Bologna, 4 apr. (Adnkronos Salute) - Le possibilita' statistiche di contagio nell'uomo della BSE, l'encefalopatia spongiforme bovina, sono praticamente nulle. E' quanto sostenuto stamane dal dibattito tenutosi a Bologna sul tema dei controlli sulla carne italiana da Giovanni Ballarini, direttore dell'Istituto della Clinica Medica Veterinaria dell'Universita' di Parma. ''Statisticamente le possibilita' di contagio non esistono. La BSE non e' un problema italiano, se mai e' al momento un problema inglese. L'ansia che si e' generata in questi giorni e' dovuta soprattutto alla scarsa preparazione sui problemi dell'alimentazione''.

''Il nostro sistema sanitario -continua Ballarini- e' efficiente e siamo a livelli di totale sicurezza. Si e' parlato molto delle farine di carne, dalle quali potrebbe essere stata trasportata la malattia ai bovini, ma queste sono prodotte in modo diverso da paese a paese. In Italia queste farine vengono prodotte a temperature molto elevate, mentre in Inghilterra per garantire un risparmio energetico vengono prodotte a basse temperature. C'e' quindi la possibilita' che le farine, soprattutto di carne ovina, possano trasmettere la malattia. Sono prodotti necessari comunque all'allevamento e difficilmente si potra' farne a meno''.

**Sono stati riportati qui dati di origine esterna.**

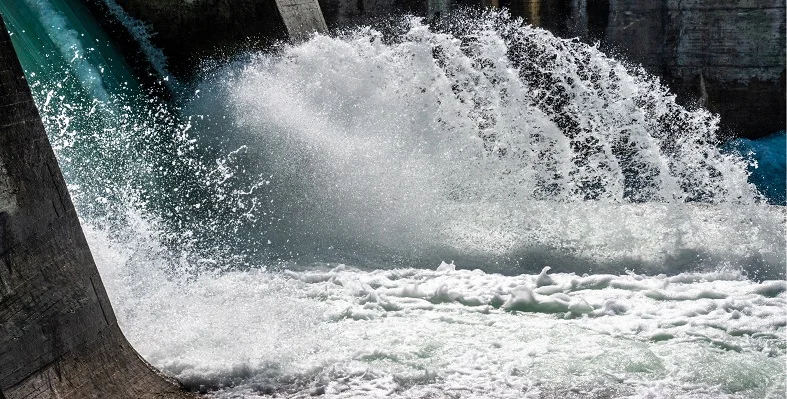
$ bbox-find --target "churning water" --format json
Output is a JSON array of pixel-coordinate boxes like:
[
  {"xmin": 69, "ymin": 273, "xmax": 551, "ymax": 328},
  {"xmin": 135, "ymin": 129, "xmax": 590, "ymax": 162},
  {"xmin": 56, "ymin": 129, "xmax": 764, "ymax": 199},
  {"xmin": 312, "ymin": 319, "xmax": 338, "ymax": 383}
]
[{"xmin": 0, "ymin": 0, "xmax": 787, "ymax": 398}]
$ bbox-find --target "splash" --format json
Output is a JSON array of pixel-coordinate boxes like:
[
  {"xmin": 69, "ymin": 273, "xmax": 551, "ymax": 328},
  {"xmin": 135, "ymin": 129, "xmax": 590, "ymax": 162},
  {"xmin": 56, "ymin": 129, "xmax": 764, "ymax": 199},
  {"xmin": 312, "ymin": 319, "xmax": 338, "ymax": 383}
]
[{"xmin": 192, "ymin": 12, "xmax": 784, "ymax": 275}]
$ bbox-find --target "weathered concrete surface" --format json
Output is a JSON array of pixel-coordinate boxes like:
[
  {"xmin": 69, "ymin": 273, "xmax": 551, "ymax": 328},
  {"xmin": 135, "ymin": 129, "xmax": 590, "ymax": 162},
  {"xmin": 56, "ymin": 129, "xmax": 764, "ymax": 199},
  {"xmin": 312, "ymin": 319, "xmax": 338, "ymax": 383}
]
[
  {"xmin": 511, "ymin": 0, "xmax": 787, "ymax": 137},
  {"xmin": 312, "ymin": 0, "xmax": 787, "ymax": 137},
  {"xmin": 0, "ymin": 14, "xmax": 190, "ymax": 399},
  {"xmin": 98, "ymin": 0, "xmax": 326, "ymax": 76},
  {"xmin": 276, "ymin": 0, "xmax": 328, "ymax": 39},
  {"xmin": 604, "ymin": 0, "xmax": 785, "ymax": 136}
]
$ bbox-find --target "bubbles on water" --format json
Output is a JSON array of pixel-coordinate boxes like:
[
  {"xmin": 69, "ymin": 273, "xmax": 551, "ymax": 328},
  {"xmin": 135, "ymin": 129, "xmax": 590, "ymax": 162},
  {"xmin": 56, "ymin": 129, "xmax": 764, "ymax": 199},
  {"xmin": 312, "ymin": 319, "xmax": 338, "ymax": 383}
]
[{"xmin": 191, "ymin": 12, "xmax": 784, "ymax": 273}]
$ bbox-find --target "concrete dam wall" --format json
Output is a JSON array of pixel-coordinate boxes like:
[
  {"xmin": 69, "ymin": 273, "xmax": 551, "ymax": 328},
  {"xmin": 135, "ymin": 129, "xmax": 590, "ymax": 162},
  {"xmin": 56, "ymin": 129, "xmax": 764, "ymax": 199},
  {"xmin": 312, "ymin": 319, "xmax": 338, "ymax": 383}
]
[
  {"xmin": 89, "ymin": 0, "xmax": 327, "ymax": 76},
  {"xmin": 320, "ymin": 0, "xmax": 785, "ymax": 137},
  {"xmin": 0, "ymin": 12, "xmax": 191, "ymax": 399}
]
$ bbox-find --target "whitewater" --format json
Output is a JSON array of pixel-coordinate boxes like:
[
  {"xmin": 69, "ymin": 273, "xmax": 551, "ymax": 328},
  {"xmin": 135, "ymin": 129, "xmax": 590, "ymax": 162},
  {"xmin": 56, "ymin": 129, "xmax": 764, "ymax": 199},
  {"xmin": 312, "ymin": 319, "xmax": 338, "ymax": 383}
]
[{"xmin": 0, "ymin": 0, "xmax": 787, "ymax": 398}]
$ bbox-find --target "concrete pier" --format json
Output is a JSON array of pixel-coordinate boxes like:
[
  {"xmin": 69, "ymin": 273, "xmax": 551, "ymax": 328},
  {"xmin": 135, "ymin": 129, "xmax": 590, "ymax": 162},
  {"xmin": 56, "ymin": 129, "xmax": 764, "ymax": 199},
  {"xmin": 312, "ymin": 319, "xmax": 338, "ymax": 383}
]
[{"xmin": 0, "ymin": 14, "xmax": 192, "ymax": 399}]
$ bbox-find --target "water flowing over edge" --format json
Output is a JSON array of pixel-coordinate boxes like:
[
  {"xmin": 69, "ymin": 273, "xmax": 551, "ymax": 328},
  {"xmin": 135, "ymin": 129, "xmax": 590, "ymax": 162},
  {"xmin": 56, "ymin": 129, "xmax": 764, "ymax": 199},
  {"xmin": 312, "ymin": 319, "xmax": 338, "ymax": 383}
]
[{"xmin": 3, "ymin": 3, "xmax": 786, "ymax": 397}]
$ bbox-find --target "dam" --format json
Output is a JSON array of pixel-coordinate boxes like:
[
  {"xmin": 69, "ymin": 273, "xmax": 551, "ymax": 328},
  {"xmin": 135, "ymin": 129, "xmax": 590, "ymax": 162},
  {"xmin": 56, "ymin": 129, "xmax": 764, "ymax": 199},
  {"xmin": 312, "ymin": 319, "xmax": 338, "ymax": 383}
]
[{"xmin": 0, "ymin": 0, "xmax": 787, "ymax": 398}]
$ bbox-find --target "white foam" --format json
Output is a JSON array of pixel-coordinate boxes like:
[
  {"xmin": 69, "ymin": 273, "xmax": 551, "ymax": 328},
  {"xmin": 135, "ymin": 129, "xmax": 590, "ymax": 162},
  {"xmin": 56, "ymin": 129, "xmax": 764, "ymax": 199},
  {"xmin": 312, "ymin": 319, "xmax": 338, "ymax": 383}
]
[{"xmin": 87, "ymin": 223, "xmax": 787, "ymax": 398}]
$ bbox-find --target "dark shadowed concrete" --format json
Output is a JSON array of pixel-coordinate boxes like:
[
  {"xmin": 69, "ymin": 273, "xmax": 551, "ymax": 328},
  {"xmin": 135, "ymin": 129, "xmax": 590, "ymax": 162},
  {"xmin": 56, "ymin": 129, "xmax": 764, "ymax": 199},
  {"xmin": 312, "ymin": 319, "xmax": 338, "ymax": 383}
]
[
  {"xmin": 320, "ymin": 0, "xmax": 787, "ymax": 137},
  {"xmin": 97, "ymin": 0, "xmax": 326, "ymax": 77},
  {"xmin": 0, "ymin": 12, "xmax": 191, "ymax": 399}
]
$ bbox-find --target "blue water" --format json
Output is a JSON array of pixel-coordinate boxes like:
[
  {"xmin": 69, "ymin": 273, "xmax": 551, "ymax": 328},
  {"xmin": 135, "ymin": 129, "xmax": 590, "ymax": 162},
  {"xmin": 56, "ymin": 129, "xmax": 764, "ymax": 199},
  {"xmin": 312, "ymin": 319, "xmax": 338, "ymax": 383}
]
[{"xmin": 727, "ymin": 130, "xmax": 787, "ymax": 205}]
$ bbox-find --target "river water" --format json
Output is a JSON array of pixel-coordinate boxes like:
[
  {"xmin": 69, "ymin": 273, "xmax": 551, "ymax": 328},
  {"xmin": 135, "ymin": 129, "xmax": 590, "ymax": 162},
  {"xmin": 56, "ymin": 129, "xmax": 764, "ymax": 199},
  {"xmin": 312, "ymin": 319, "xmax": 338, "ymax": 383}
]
[{"xmin": 0, "ymin": 0, "xmax": 787, "ymax": 398}]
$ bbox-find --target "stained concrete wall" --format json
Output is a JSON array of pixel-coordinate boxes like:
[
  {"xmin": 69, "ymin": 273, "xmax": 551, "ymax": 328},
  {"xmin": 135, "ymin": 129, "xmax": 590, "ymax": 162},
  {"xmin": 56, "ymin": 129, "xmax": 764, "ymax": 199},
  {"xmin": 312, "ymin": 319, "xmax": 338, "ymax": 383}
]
[
  {"xmin": 604, "ymin": 0, "xmax": 785, "ymax": 136},
  {"xmin": 92, "ymin": 0, "xmax": 326, "ymax": 77},
  {"xmin": 512, "ymin": 0, "xmax": 787, "ymax": 137},
  {"xmin": 312, "ymin": 0, "xmax": 786, "ymax": 137},
  {"xmin": 0, "ymin": 13, "xmax": 190, "ymax": 399}
]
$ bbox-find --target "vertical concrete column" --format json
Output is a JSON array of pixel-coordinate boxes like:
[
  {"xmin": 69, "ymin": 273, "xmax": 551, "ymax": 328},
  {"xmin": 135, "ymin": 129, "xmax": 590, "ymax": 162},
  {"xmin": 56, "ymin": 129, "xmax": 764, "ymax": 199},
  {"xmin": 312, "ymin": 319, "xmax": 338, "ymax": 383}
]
[
  {"xmin": 0, "ymin": 13, "xmax": 187, "ymax": 399},
  {"xmin": 276, "ymin": 0, "xmax": 328, "ymax": 40}
]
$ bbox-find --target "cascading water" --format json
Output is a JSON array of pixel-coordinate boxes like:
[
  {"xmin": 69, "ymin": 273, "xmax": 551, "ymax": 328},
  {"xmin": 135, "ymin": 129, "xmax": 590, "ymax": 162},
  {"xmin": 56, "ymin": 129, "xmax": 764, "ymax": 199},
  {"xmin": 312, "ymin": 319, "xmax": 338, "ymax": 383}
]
[{"xmin": 0, "ymin": 0, "xmax": 787, "ymax": 398}]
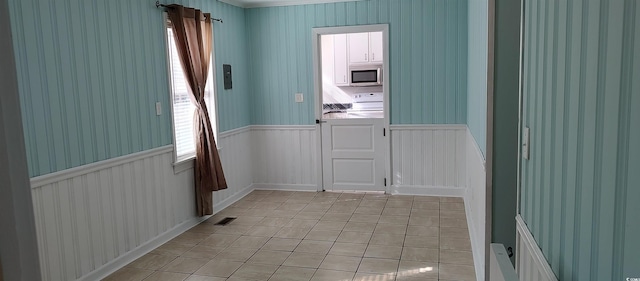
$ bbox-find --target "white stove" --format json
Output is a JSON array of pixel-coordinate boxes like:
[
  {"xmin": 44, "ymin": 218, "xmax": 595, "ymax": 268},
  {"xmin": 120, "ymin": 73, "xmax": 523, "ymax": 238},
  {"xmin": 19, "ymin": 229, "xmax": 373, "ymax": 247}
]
[{"xmin": 349, "ymin": 92, "xmax": 384, "ymax": 111}]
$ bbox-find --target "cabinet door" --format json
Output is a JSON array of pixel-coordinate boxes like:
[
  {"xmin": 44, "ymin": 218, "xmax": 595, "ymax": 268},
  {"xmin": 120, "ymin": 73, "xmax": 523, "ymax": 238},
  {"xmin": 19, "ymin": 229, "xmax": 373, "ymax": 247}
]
[
  {"xmin": 348, "ymin": 32, "xmax": 369, "ymax": 63},
  {"xmin": 369, "ymin": 32, "xmax": 384, "ymax": 63},
  {"xmin": 333, "ymin": 34, "xmax": 349, "ymax": 86}
]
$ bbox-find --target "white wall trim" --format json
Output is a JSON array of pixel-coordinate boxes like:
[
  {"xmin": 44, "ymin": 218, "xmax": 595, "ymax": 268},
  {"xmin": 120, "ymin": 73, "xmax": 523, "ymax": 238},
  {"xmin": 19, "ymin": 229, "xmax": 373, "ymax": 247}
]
[
  {"xmin": 31, "ymin": 144, "xmax": 173, "ymax": 189},
  {"xmin": 218, "ymin": 126, "xmax": 251, "ymax": 139},
  {"xmin": 387, "ymin": 185, "xmax": 467, "ymax": 197},
  {"xmin": 218, "ymin": 0, "xmax": 360, "ymax": 8},
  {"xmin": 389, "ymin": 124, "xmax": 468, "ymax": 131},
  {"xmin": 516, "ymin": 214, "xmax": 558, "ymax": 281},
  {"xmin": 464, "ymin": 190, "xmax": 485, "ymax": 280},
  {"xmin": 250, "ymin": 125, "xmax": 316, "ymax": 131},
  {"xmin": 78, "ymin": 216, "xmax": 205, "ymax": 281},
  {"xmin": 464, "ymin": 128, "xmax": 489, "ymax": 280},
  {"xmin": 252, "ymin": 183, "xmax": 319, "ymax": 191}
]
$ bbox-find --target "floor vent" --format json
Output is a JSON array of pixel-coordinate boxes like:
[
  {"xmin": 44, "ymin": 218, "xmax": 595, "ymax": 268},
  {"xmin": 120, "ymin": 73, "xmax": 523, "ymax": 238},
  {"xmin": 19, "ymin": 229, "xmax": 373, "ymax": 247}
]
[{"xmin": 216, "ymin": 217, "xmax": 236, "ymax": 225}]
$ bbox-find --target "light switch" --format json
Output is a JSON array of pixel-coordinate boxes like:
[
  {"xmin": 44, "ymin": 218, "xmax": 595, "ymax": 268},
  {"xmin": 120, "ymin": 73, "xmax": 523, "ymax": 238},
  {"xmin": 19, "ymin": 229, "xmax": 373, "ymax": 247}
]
[{"xmin": 522, "ymin": 127, "xmax": 529, "ymax": 160}]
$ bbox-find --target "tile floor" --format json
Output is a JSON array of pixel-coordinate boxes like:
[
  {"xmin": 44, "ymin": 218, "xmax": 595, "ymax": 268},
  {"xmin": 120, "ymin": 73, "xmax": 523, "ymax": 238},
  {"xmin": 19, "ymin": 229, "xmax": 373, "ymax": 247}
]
[{"xmin": 105, "ymin": 190, "xmax": 475, "ymax": 281}]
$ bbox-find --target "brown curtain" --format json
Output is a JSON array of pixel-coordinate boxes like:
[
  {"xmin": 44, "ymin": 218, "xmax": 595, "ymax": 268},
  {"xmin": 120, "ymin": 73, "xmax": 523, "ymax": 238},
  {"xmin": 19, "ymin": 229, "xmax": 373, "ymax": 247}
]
[{"xmin": 167, "ymin": 5, "xmax": 227, "ymax": 216}]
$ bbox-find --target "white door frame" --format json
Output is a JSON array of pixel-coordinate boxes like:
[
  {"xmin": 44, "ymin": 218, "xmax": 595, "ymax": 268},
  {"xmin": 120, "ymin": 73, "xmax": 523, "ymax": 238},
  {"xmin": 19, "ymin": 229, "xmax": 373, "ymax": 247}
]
[{"xmin": 311, "ymin": 24, "xmax": 391, "ymax": 193}]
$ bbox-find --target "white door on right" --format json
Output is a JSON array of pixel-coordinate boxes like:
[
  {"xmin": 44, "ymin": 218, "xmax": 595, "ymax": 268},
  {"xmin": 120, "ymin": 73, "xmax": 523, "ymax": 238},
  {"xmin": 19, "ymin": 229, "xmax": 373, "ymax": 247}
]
[{"xmin": 321, "ymin": 118, "xmax": 385, "ymax": 191}]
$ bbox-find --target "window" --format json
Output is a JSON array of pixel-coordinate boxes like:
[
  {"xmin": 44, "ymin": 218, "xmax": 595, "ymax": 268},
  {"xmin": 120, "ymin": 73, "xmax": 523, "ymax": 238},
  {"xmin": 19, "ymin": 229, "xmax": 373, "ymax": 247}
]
[{"xmin": 166, "ymin": 20, "xmax": 218, "ymax": 163}]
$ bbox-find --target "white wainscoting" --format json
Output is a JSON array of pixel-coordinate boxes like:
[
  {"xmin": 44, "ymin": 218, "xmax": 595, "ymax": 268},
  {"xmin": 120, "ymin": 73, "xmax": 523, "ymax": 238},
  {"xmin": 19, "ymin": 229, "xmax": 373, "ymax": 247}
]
[
  {"xmin": 213, "ymin": 126, "xmax": 253, "ymax": 213},
  {"xmin": 464, "ymin": 130, "xmax": 487, "ymax": 280},
  {"xmin": 251, "ymin": 126, "xmax": 319, "ymax": 191},
  {"xmin": 31, "ymin": 128, "xmax": 252, "ymax": 280},
  {"xmin": 516, "ymin": 215, "xmax": 558, "ymax": 281},
  {"xmin": 390, "ymin": 125, "xmax": 467, "ymax": 197}
]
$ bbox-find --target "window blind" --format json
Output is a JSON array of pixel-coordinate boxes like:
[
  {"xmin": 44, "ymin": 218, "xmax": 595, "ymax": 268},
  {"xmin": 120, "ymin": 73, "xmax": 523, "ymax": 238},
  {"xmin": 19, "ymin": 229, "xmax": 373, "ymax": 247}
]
[{"xmin": 167, "ymin": 28, "xmax": 195, "ymax": 161}]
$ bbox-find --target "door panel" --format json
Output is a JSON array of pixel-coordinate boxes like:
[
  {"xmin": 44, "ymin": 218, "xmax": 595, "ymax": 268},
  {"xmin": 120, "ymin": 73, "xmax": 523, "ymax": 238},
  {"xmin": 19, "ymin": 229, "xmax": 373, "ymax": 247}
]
[{"xmin": 322, "ymin": 119, "xmax": 385, "ymax": 191}]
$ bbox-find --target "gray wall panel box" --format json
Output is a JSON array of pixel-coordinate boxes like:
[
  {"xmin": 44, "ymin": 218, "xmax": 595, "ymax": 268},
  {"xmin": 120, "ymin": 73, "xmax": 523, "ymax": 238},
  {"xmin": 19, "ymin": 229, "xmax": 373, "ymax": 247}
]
[{"xmin": 222, "ymin": 64, "xmax": 233, "ymax": 90}]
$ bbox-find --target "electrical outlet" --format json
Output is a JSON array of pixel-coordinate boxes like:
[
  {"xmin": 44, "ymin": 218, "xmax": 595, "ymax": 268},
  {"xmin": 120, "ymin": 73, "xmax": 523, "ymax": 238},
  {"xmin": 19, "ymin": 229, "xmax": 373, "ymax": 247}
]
[{"xmin": 522, "ymin": 127, "xmax": 530, "ymax": 160}]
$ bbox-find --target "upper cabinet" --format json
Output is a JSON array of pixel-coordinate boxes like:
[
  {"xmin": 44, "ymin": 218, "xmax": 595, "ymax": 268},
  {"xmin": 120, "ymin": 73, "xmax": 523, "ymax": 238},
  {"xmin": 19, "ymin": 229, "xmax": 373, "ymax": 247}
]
[
  {"xmin": 347, "ymin": 32, "xmax": 383, "ymax": 64},
  {"xmin": 333, "ymin": 34, "xmax": 349, "ymax": 86},
  {"xmin": 369, "ymin": 32, "xmax": 383, "ymax": 63}
]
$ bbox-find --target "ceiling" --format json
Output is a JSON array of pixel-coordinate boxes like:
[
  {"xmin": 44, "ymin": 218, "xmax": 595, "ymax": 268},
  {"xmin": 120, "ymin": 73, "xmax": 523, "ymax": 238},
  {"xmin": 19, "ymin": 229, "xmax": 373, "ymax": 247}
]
[{"xmin": 219, "ymin": 0, "xmax": 359, "ymax": 8}]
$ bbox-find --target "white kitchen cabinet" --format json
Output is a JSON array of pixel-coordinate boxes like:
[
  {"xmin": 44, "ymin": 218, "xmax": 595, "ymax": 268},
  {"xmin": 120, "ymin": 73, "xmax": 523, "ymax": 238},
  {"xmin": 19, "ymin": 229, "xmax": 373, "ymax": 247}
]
[
  {"xmin": 333, "ymin": 34, "xmax": 349, "ymax": 86},
  {"xmin": 369, "ymin": 32, "xmax": 383, "ymax": 63},
  {"xmin": 347, "ymin": 32, "xmax": 383, "ymax": 64}
]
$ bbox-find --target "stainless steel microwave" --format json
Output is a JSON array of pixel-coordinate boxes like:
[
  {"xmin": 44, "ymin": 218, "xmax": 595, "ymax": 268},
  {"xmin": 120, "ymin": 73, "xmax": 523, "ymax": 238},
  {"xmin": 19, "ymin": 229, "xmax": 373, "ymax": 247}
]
[{"xmin": 349, "ymin": 64, "xmax": 382, "ymax": 86}]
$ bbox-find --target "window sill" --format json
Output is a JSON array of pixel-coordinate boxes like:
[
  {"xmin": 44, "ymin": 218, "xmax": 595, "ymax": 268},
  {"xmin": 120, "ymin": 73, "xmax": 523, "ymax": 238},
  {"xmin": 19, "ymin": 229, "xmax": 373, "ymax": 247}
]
[
  {"xmin": 173, "ymin": 147, "xmax": 222, "ymax": 175},
  {"xmin": 173, "ymin": 156, "xmax": 196, "ymax": 174}
]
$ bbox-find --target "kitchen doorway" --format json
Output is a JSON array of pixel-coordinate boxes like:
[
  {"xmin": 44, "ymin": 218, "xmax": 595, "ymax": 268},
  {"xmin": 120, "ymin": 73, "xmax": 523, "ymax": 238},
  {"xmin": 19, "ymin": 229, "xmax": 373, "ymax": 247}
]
[{"xmin": 313, "ymin": 24, "xmax": 390, "ymax": 192}]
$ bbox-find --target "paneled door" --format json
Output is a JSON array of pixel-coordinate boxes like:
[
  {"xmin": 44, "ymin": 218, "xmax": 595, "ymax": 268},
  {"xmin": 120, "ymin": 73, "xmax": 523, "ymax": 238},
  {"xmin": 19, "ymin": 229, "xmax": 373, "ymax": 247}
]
[{"xmin": 321, "ymin": 118, "xmax": 386, "ymax": 191}]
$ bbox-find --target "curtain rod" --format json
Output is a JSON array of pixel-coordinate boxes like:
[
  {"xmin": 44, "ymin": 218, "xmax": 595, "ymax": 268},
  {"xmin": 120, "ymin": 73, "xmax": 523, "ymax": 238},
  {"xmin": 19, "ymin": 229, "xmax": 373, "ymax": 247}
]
[{"xmin": 156, "ymin": 1, "xmax": 222, "ymax": 23}]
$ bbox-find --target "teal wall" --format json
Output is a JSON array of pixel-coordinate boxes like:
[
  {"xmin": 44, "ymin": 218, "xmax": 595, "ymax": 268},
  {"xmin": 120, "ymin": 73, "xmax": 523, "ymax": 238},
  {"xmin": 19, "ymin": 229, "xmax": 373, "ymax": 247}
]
[
  {"xmin": 247, "ymin": 0, "xmax": 468, "ymax": 125},
  {"xmin": 9, "ymin": 0, "xmax": 249, "ymax": 177},
  {"xmin": 491, "ymin": 0, "xmax": 520, "ymax": 260},
  {"xmin": 519, "ymin": 0, "xmax": 640, "ymax": 280},
  {"xmin": 466, "ymin": 0, "xmax": 489, "ymax": 155}
]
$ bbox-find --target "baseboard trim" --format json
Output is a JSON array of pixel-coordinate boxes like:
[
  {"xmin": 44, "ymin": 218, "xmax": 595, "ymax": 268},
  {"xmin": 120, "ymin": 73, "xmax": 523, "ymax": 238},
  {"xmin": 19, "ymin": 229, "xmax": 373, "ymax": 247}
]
[
  {"xmin": 31, "ymin": 144, "xmax": 173, "ymax": 189},
  {"xmin": 389, "ymin": 124, "xmax": 467, "ymax": 131},
  {"xmin": 253, "ymin": 183, "xmax": 318, "ymax": 191},
  {"xmin": 250, "ymin": 125, "xmax": 316, "ymax": 131},
  {"xmin": 78, "ymin": 182, "xmax": 253, "ymax": 281},
  {"xmin": 78, "ymin": 216, "xmax": 210, "ymax": 281},
  {"xmin": 516, "ymin": 214, "xmax": 558, "ymax": 281},
  {"xmin": 387, "ymin": 185, "xmax": 466, "ymax": 197},
  {"xmin": 464, "ymin": 195, "xmax": 488, "ymax": 280}
]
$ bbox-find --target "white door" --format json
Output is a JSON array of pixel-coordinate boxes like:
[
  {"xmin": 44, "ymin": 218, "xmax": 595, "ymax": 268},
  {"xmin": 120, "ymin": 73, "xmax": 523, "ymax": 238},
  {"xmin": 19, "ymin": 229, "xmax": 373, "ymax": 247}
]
[{"xmin": 321, "ymin": 118, "xmax": 385, "ymax": 191}]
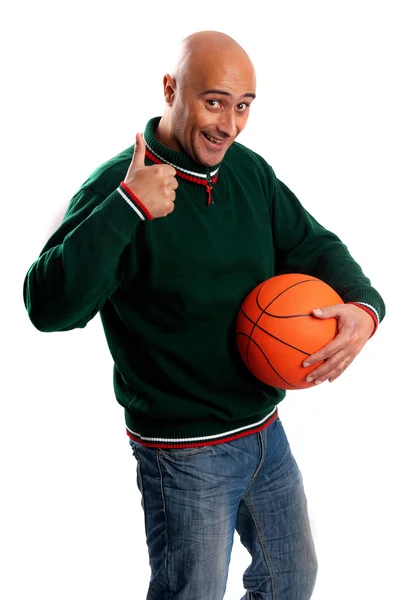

Giorgio Poli, direttore dell'Istituto Microbiologico di Immunologia dell'universita' veterinaria di Milano ha spiegato le origini molto lontane di questa malattia: ''Morire ridendo fu anche il titolo di un romanzo scientifico in cui gli autori si accorsero che in alcune popolazioni della Nuova Guinea la gente moriva con una smorfia sul viso. E si accorsero che tutto derivava da un rituale cannibalistico, il Kuru, in cui la popolazione cospargeva la propria pelle con il sangue e la carne dei morti. Esistono varie forme di questa malattia molto conosciuta soprattutto nelle pecore, le cosiddette 'scrapie'. E' possibile che i mangimi che si consumano in Inghilterra siano stati infettati da questa pecora malata''.

Rispetto all'efficienza del servizio sanitario italiano anche produttori e allevatori sono concordi: ''Conosciamo perfettamente come si tiene una filiera -spiega Vincenzo Tassinari, presidente della Coop Italia- e lavorano con noi molte persone qualificate proprio per tutelare il consumatore italiano scegliendo solo prodotti nostrani di qualita'. Nemmeno un chilo di carne sconosciuta puo' arrivare nei negozi italiani. Abbiamo selezionato gli allevamenti, i macelli attraverso 500 allevatori nazionali e 18 macelli. I controlli italiani sono i migliori in Europa e possiamo garantire che sulle tavole degli italiani non possono arrivano carni di vacche malate di BSE''.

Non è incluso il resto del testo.